Having articulated Maui’s limits, EPA explains that only a “subset of discharges … to groundwater that ultimately reach [jurisdictional waters]” will require NPDES permits under the functional equivalence test. In part, EPA rests this conclusion on the Supreme Court’s rejection of the Ninth Circuit’s broad “fairly traceable” standard for when a discharge occurs. EPA further suggests that there will likely be many instances when, due to the effects of time and distance traveled, a release through groundwater will not be a functional equivalent of a direct discharge. As a result, EPA anticipates that NPDES permits for releases through groundwater will “be a small percentage of the overall number of NPDES permits issued ….”

System Design and Performance

Having staked out Maui’s limits, the draft memo proposes an eighth functional equivalence factor—the design and performance of the facility or system that is releasing pollutants.

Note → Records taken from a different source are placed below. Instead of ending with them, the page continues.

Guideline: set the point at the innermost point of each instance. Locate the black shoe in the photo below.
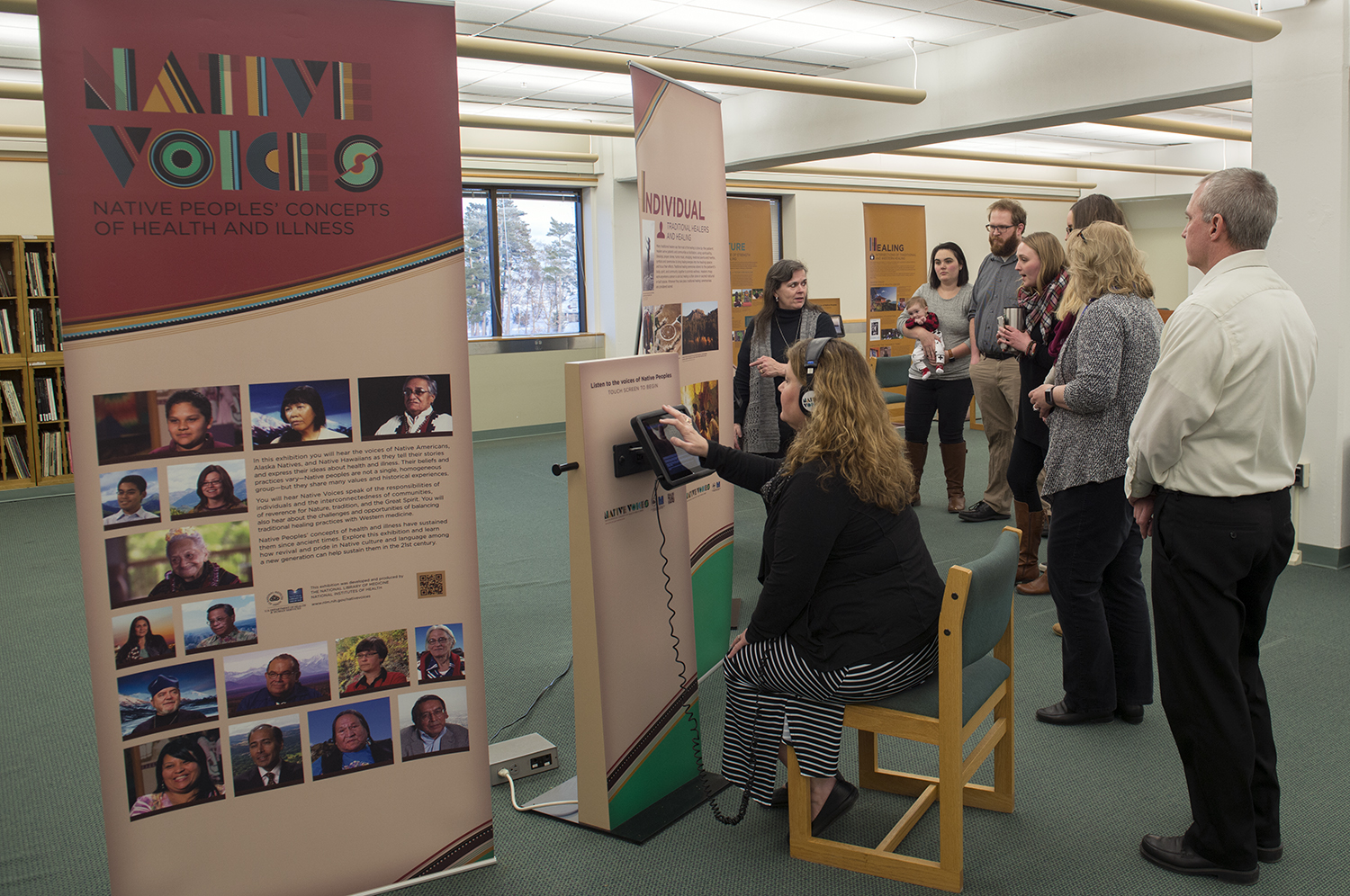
(980, 512)
(1061, 714)
(1269, 855)
(1131, 712)
(1174, 856)
(840, 801)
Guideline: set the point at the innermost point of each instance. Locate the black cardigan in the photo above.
(847, 582)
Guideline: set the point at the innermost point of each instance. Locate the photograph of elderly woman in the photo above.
(166, 563)
(166, 698)
(180, 421)
(373, 661)
(310, 412)
(350, 739)
(175, 774)
(140, 637)
(208, 490)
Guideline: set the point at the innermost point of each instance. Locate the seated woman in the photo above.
(442, 659)
(142, 644)
(216, 491)
(350, 747)
(302, 408)
(189, 417)
(181, 777)
(191, 566)
(370, 659)
(850, 599)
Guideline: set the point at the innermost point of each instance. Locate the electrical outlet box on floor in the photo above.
(521, 756)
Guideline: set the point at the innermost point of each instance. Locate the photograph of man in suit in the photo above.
(265, 748)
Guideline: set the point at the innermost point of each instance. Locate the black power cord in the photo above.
(685, 685)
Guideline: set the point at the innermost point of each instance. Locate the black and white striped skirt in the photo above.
(774, 695)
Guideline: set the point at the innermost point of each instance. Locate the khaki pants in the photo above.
(998, 386)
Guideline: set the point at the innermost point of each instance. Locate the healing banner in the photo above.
(258, 211)
(686, 308)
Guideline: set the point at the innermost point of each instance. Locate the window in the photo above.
(523, 264)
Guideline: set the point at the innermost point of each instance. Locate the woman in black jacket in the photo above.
(850, 599)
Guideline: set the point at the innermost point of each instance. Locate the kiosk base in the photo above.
(647, 823)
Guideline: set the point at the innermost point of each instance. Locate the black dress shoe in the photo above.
(1061, 714)
(840, 801)
(1174, 856)
(980, 512)
(1131, 712)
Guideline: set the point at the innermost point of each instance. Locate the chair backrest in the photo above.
(990, 601)
(893, 372)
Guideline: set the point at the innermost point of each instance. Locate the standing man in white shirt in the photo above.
(1212, 452)
(131, 491)
(994, 367)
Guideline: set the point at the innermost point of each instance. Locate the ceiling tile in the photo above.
(847, 13)
(986, 13)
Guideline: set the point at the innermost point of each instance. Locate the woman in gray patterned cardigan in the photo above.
(1094, 552)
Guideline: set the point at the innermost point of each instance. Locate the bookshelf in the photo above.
(34, 424)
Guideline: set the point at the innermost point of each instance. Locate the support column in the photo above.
(1300, 97)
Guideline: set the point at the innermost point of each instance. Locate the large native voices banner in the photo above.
(686, 308)
(258, 216)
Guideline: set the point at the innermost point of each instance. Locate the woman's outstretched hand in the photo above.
(688, 437)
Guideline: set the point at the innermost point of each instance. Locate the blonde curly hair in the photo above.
(850, 429)
(1102, 259)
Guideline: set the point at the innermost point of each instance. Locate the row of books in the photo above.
(16, 459)
(38, 280)
(46, 390)
(56, 452)
(11, 399)
(45, 328)
(8, 345)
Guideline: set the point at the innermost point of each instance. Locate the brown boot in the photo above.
(1028, 566)
(918, 456)
(953, 464)
(1039, 586)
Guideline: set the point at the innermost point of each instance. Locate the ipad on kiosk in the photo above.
(672, 466)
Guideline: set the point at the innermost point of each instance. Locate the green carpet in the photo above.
(1084, 796)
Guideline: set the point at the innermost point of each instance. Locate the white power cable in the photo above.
(526, 809)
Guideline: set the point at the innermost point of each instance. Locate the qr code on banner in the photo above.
(431, 585)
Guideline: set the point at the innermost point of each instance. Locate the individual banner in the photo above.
(896, 264)
(632, 610)
(751, 243)
(688, 304)
(258, 210)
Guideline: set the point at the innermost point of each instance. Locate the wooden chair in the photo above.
(974, 682)
(894, 375)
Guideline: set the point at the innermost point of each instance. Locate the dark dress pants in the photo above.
(1215, 561)
(1098, 587)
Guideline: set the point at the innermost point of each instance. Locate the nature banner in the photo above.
(686, 309)
(261, 266)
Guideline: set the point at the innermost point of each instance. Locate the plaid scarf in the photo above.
(1040, 305)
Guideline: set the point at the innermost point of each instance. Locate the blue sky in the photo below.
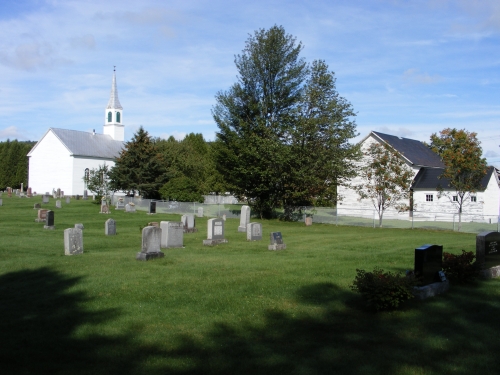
(409, 68)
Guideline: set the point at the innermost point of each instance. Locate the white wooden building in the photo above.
(427, 167)
(61, 157)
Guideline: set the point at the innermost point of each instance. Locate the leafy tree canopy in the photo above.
(283, 128)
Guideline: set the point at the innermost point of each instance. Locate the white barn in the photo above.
(427, 167)
(61, 157)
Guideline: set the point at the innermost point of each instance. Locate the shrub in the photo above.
(383, 290)
(460, 268)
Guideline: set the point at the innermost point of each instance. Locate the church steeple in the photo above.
(113, 117)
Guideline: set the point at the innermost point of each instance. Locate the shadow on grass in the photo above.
(456, 333)
(39, 319)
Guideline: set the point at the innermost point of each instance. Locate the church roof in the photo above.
(416, 152)
(114, 102)
(428, 179)
(87, 144)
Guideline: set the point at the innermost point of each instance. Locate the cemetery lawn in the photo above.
(236, 308)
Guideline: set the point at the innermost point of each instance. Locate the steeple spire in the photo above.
(113, 114)
(114, 102)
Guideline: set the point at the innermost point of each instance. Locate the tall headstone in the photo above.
(189, 223)
(49, 220)
(73, 241)
(151, 242)
(244, 218)
(42, 216)
(254, 231)
(110, 227)
(215, 232)
(276, 241)
(428, 263)
(152, 208)
(172, 234)
(488, 253)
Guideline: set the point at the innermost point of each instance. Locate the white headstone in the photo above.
(172, 234)
(73, 241)
(244, 218)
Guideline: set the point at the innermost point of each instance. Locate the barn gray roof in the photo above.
(414, 151)
(428, 179)
(89, 144)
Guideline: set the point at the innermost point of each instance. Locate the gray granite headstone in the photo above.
(276, 241)
(188, 222)
(49, 221)
(244, 218)
(172, 234)
(215, 232)
(110, 227)
(254, 231)
(151, 243)
(73, 241)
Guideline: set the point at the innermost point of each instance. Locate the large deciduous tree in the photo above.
(283, 129)
(461, 153)
(386, 179)
(140, 167)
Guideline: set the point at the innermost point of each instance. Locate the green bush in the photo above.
(461, 268)
(383, 290)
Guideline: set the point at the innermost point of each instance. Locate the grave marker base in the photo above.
(214, 242)
(277, 247)
(148, 256)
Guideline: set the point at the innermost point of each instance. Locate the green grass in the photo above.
(236, 308)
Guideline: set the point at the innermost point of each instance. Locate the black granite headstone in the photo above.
(488, 249)
(428, 263)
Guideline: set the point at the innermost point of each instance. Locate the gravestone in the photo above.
(49, 221)
(172, 234)
(130, 207)
(73, 241)
(152, 208)
(120, 204)
(308, 221)
(254, 231)
(42, 216)
(215, 232)
(110, 227)
(244, 218)
(488, 253)
(151, 242)
(189, 223)
(428, 263)
(276, 241)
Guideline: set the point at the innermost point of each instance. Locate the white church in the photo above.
(61, 157)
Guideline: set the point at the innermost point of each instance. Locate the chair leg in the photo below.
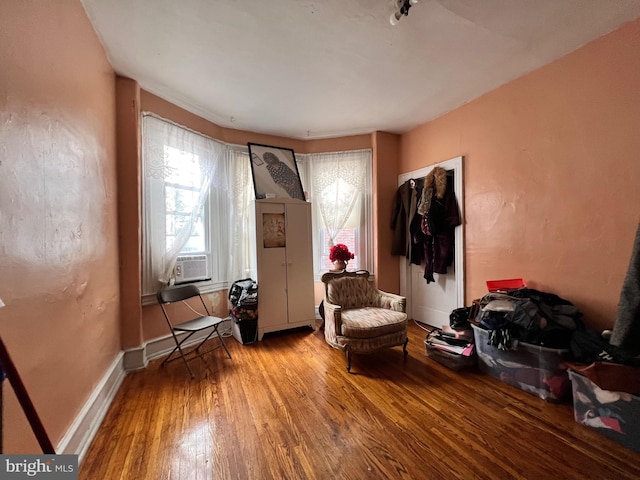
(178, 347)
(222, 341)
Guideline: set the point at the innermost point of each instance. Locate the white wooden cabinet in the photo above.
(285, 265)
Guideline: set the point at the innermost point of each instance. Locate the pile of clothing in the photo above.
(530, 316)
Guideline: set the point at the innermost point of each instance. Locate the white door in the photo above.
(432, 303)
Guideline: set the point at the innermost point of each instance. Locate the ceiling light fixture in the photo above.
(402, 9)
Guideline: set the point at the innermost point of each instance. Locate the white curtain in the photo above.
(160, 138)
(241, 229)
(337, 183)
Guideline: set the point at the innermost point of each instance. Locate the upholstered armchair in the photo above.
(359, 318)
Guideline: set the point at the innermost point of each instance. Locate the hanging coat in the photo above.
(408, 239)
(439, 223)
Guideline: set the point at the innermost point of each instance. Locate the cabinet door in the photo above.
(299, 255)
(272, 265)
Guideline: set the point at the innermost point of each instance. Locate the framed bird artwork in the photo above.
(275, 172)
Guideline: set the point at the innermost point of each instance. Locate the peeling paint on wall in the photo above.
(52, 192)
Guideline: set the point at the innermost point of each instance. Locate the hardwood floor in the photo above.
(285, 408)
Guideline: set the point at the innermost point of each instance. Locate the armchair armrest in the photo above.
(332, 320)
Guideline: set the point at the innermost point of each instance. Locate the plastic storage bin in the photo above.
(615, 415)
(534, 369)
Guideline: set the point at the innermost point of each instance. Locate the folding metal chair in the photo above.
(190, 327)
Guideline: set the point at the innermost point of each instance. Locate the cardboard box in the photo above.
(534, 369)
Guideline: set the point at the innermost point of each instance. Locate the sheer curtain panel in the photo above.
(173, 155)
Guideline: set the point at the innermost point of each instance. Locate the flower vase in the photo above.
(339, 265)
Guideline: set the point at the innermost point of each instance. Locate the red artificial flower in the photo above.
(340, 252)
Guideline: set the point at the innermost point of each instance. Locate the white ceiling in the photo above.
(326, 68)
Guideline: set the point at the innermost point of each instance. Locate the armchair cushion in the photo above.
(371, 322)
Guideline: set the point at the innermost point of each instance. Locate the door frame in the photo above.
(455, 164)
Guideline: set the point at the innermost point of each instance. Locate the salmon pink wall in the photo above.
(58, 223)
(552, 177)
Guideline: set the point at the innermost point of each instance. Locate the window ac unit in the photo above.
(192, 268)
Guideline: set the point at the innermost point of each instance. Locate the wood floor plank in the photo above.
(286, 408)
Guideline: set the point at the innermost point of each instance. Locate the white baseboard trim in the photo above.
(138, 358)
(81, 432)
(135, 359)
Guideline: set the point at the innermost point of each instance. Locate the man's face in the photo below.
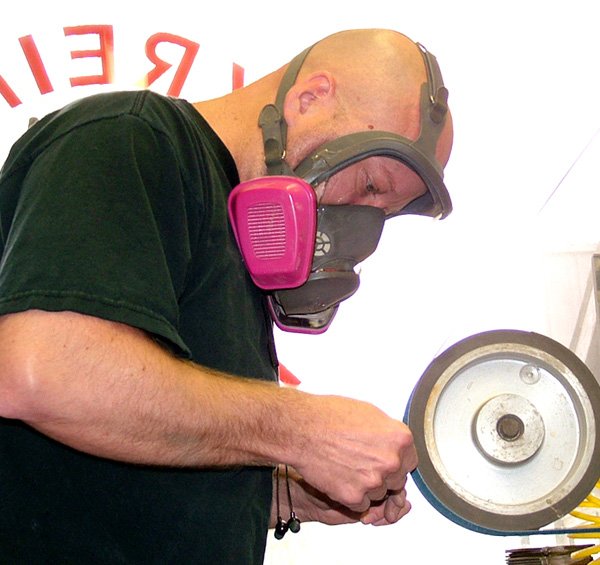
(377, 181)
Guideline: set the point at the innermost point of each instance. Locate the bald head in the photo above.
(378, 76)
(351, 81)
(368, 79)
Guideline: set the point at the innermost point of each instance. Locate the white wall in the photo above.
(523, 86)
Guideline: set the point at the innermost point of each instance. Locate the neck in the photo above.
(234, 117)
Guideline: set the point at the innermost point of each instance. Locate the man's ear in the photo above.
(309, 94)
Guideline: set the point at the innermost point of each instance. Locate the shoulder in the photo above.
(100, 115)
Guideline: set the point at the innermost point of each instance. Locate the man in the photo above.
(139, 416)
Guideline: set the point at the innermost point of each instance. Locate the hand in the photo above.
(357, 456)
(311, 505)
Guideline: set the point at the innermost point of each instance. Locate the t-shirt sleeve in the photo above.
(101, 228)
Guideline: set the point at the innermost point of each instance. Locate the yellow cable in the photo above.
(593, 520)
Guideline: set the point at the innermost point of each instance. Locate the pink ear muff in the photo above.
(274, 223)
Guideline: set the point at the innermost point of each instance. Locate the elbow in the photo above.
(21, 390)
(17, 387)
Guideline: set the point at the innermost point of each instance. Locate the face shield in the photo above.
(321, 265)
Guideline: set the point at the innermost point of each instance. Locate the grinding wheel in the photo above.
(507, 429)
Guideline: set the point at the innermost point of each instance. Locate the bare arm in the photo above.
(108, 389)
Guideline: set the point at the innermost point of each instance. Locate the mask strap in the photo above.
(434, 105)
(272, 123)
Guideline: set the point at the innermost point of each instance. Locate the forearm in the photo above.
(107, 389)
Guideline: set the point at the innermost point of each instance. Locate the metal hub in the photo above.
(509, 429)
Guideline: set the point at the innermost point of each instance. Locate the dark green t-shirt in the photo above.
(116, 207)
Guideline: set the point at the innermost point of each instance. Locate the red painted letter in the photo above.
(160, 66)
(105, 53)
(35, 64)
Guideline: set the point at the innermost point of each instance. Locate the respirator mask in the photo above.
(304, 254)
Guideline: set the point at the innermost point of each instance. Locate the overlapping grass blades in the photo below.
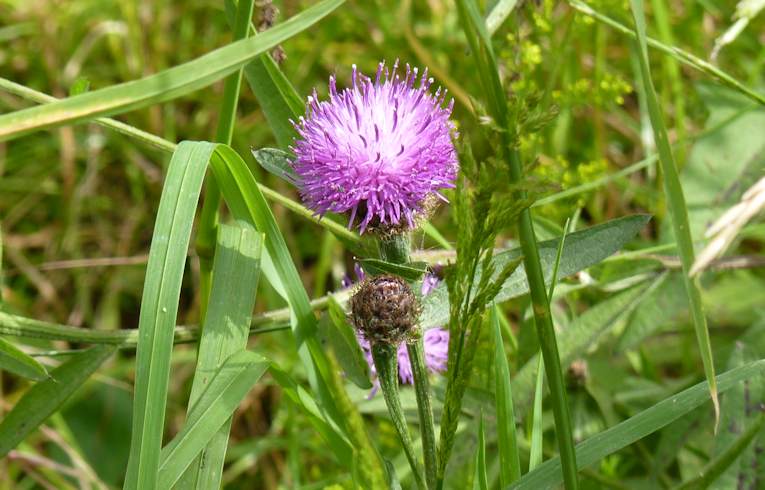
(166, 85)
(676, 204)
(162, 287)
(226, 331)
(45, 398)
(597, 447)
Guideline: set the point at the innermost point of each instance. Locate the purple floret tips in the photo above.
(377, 149)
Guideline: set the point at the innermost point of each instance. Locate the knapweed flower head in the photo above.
(385, 310)
(380, 150)
(435, 340)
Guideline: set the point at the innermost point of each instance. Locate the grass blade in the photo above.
(597, 447)
(676, 203)
(208, 221)
(227, 327)
(166, 85)
(682, 56)
(480, 43)
(722, 462)
(215, 405)
(277, 97)
(535, 453)
(509, 460)
(159, 309)
(481, 477)
(46, 397)
(14, 360)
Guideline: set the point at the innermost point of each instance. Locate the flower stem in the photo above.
(395, 249)
(546, 335)
(416, 351)
(386, 363)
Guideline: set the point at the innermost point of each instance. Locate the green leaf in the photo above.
(15, 361)
(341, 337)
(481, 477)
(582, 334)
(594, 449)
(159, 309)
(726, 459)
(276, 162)
(412, 271)
(509, 460)
(676, 204)
(46, 397)
(236, 270)
(277, 97)
(165, 85)
(162, 287)
(583, 249)
(741, 409)
(215, 405)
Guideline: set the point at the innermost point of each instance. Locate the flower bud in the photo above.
(385, 310)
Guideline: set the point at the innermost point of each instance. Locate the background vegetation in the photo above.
(78, 205)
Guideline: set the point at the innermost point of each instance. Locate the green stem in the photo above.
(416, 351)
(208, 221)
(545, 333)
(385, 357)
(395, 249)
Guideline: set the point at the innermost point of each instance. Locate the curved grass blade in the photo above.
(715, 468)
(166, 85)
(682, 56)
(159, 309)
(236, 270)
(215, 405)
(597, 447)
(16, 361)
(676, 203)
(165, 270)
(46, 397)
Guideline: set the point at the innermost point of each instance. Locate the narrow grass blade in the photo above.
(682, 56)
(159, 309)
(208, 221)
(676, 203)
(481, 476)
(597, 447)
(535, 452)
(46, 397)
(215, 405)
(724, 460)
(227, 327)
(14, 360)
(499, 13)
(166, 85)
(480, 43)
(509, 460)
(277, 97)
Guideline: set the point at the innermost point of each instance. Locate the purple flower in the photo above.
(378, 149)
(436, 342)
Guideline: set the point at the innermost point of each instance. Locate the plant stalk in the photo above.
(385, 357)
(545, 333)
(396, 249)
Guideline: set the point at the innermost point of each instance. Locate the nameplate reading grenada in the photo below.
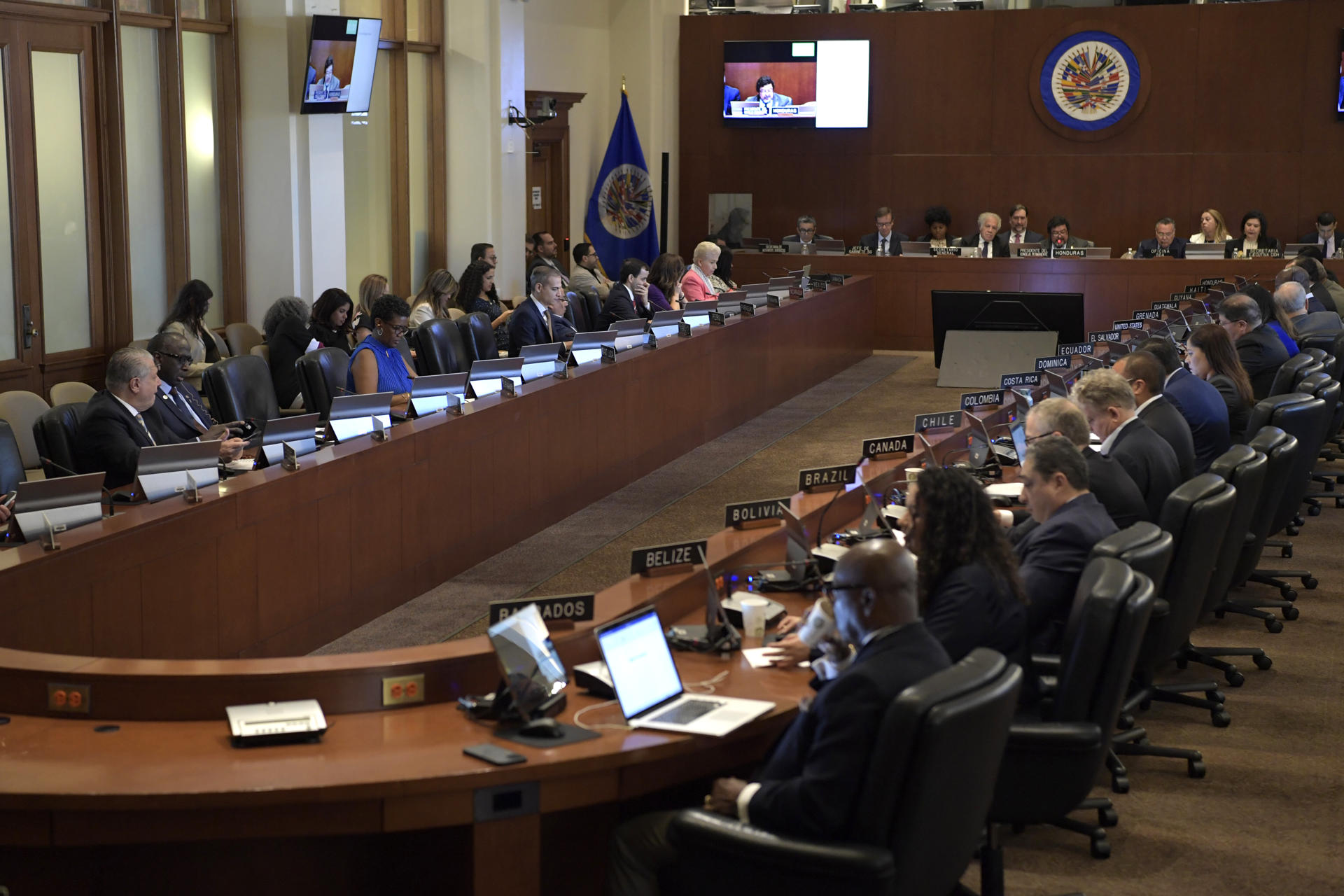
(888, 447)
(664, 559)
(755, 514)
(562, 608)
(827, 479)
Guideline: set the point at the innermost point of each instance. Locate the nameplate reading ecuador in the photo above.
(753, 514)
(981, 399)
(664, 559)
(562, 608)
(889, 445)
(827, 479)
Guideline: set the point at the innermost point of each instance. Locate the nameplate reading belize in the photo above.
(827, 479)
(562, 608)
(889, 445)
(667, 558)
(753, 514)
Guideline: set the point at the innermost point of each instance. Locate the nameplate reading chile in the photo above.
(666, 559)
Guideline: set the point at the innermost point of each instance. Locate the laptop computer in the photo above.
(650, 688)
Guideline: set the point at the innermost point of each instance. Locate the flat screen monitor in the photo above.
(796, 83)
(339, 70)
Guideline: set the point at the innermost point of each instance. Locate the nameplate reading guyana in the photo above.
(562, 608)
(825, 479)
(889, 445)
(981, 399)
(667, 558)
(752, 514)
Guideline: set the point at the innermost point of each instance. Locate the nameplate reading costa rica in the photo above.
(562, 608)
(667, 558)
(752, 514)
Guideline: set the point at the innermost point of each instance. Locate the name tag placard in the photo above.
(561, 610)
(666, 559)
(888, 447)
(755, 514)
(827, 479)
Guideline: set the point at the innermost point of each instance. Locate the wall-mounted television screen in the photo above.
(796, 83)
(339, 73)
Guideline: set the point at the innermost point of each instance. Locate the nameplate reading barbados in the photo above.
(663, 559)
(562, 608)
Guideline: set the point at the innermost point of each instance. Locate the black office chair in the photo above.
(440, 347)
(918, 820)
(1053, 755)
(321, 377)
(55, 431)
(239, 388)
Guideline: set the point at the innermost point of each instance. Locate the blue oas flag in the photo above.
(620, 219)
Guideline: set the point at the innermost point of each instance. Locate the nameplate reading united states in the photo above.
(562, 608)
(664, 559)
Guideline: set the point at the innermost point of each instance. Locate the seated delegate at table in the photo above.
(886, 239)
(120, 421)
(1164, 242)
(811, 785)
(377, 365)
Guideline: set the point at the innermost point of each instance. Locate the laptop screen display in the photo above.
(640, 663)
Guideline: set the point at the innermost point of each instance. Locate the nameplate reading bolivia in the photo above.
(664, 559)
(827, 479)
(753, 514)
(562, 608)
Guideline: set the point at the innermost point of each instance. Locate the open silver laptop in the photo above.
(650, 688)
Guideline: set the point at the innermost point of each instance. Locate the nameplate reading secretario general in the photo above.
(755, 514)
(558, 610)
(827, 479)
(666, 559)
(888, 447)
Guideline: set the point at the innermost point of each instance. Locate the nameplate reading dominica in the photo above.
(981, 399)
(558, 610)
(827, 479)
(888, 447)
(755, 514)
(666, 559)
(1014, 381)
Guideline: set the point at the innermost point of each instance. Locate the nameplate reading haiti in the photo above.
(755, 514)
(666, 559)
(558, 610)
(888, 447)
(981, 399)
(828, 479)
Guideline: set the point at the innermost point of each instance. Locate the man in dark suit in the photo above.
(1147, 378)
(811, 783)
(1259, 348)
(120, 421)
(886, 241)
(531, 320)
(1164, 242)
(1070, 523)
(1198, 400)
(629, 298)
(1108, 402)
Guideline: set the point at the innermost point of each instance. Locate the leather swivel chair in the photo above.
(1053, 755)
(55, 433)
(321, 375)
(239, 388)
(920, 816)
(441, 349)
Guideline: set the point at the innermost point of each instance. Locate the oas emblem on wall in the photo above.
(626, 202)
(1091, 81)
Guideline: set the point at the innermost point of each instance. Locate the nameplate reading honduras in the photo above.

This new factor adds an entirely new component to Maui’s functional equivalent test. EPA explains that the “design and performance of a system or facility can affect or inform all seven factors identified in Maui.” The guidance notes specifically how certain systems, like settling ponds or green infrastructure, may slow transit time through groundwater or abate potential discharges to surface waters. These effects, in EPA’s view, make it less likely that these types of treatment or control structures will require NPDES permits.